Furniture-Makers down the Passage du Chantier
The Passages in the Bastille
Large furniture shops can be seen along the main street, the rue du Faubourg-St-Antoine, but look closely and you will see several entrances to alleyways, or passages, almost hidden between the shop fronts and fashionable clubs. These mostly cobbled courtyards still house the descendants of the traders who moved here in the 15th century: furniture makers, upholsterers, leatherworkers, restorers and other crafts. With a little imagination you can summon up the bustle that must have existed here, when there were more small factories with their tall chimneys, and railway tracks ran along the passages to ease the movement of the bulky goods.
Many of the shops today sell only modern furniture, and rather gaudy at that, while others offer reproduction antiques and “Prix fous!” (crazy prices). But there are some genuine artisans still working here, producing tasteful furniture in traditional styles, and, this being Paris, rustic kitchen tables and cabinets feature prominently.
High above the Streets of the Bastille:
The Promenade Plantée
Viaduc des Arts
Walk down rue St Nicholas, though, and follow the signs for the Viaduc des Arts. Here the Bastille crafts also survive, as the arches beneath a disused freight railway line have been impressively restored and now contain galleries, cafés, clothes shops and, yes, furniture makers.

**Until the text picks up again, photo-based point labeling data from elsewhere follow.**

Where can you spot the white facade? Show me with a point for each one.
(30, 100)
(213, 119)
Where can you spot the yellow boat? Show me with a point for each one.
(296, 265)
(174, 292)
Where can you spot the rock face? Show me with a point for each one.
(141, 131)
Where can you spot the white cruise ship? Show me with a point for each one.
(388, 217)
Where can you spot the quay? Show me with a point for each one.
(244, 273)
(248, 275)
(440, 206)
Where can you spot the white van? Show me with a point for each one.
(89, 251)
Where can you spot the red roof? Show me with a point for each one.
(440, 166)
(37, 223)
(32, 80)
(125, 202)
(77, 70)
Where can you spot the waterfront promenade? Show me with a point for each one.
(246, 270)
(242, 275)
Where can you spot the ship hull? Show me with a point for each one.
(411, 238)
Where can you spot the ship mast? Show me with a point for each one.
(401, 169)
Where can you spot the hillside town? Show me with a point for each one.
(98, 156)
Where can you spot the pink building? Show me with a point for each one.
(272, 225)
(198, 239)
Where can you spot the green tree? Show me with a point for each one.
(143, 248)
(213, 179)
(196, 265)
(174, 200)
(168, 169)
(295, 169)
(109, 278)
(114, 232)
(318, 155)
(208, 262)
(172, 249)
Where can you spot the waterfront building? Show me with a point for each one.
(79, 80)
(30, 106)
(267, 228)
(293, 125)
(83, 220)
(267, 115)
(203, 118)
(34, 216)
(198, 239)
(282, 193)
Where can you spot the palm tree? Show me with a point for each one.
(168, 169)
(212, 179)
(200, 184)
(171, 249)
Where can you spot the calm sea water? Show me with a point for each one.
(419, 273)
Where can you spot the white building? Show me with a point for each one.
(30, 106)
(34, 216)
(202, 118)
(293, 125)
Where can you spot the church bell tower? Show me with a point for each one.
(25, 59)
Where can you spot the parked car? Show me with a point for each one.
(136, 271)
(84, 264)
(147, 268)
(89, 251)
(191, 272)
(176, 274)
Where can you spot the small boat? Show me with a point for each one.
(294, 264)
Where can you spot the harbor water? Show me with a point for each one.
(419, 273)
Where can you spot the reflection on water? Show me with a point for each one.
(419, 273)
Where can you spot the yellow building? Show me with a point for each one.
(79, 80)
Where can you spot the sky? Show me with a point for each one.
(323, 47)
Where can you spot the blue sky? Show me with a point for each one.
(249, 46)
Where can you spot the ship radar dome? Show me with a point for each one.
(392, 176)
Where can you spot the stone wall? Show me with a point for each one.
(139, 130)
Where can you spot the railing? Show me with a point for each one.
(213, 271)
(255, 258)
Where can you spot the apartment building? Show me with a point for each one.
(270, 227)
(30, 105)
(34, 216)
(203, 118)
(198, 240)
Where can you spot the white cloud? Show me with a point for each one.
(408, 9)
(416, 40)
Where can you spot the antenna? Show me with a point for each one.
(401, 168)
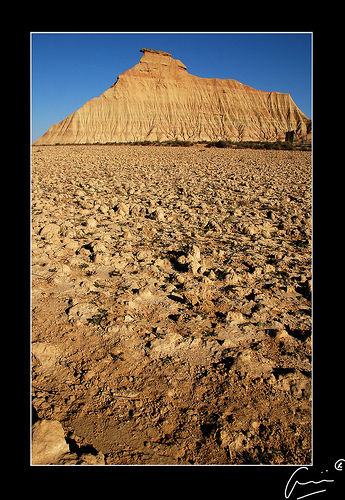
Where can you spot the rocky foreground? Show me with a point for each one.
(171, 305)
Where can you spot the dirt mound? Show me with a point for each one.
(171, 290)
(158, 100)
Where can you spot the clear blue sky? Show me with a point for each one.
(68, 69)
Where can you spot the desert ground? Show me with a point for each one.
(171, 305)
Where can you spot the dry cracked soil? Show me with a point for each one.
(171, 305)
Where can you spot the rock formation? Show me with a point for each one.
(158, 100)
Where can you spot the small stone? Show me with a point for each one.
(48, 442)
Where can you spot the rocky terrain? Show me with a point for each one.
(171, 305)
(158, 100)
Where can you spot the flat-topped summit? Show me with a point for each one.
(158, 100)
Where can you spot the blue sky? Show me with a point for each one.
(68, 69)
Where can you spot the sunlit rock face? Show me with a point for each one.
(158, 100)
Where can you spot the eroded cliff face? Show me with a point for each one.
(158, 100)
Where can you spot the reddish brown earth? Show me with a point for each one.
(158, 100)
(171, 305)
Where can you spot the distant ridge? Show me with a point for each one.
(158, 100)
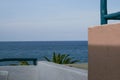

Look up, though, and you may get some glimpses of greenery above the archways. This is no overgrown railway track, however, but one of the hidden gems of the whole city: the Promenade Plantée. The former freight line is now a long, thin park, which runs for about 4.5 kms (2.8 miles) from behind the Opéra Bastille, all the way to the Bois de Vincennes. Trees, shrubs and colourful flowers line the pathway, with fountains, seats, little ponds and a huge open area where a train turntable used to be. If the Spider King could see the Bastille today, he surely wouldn’t think how poor the people are, not with such pleasures above their heads and in their secret alleyways.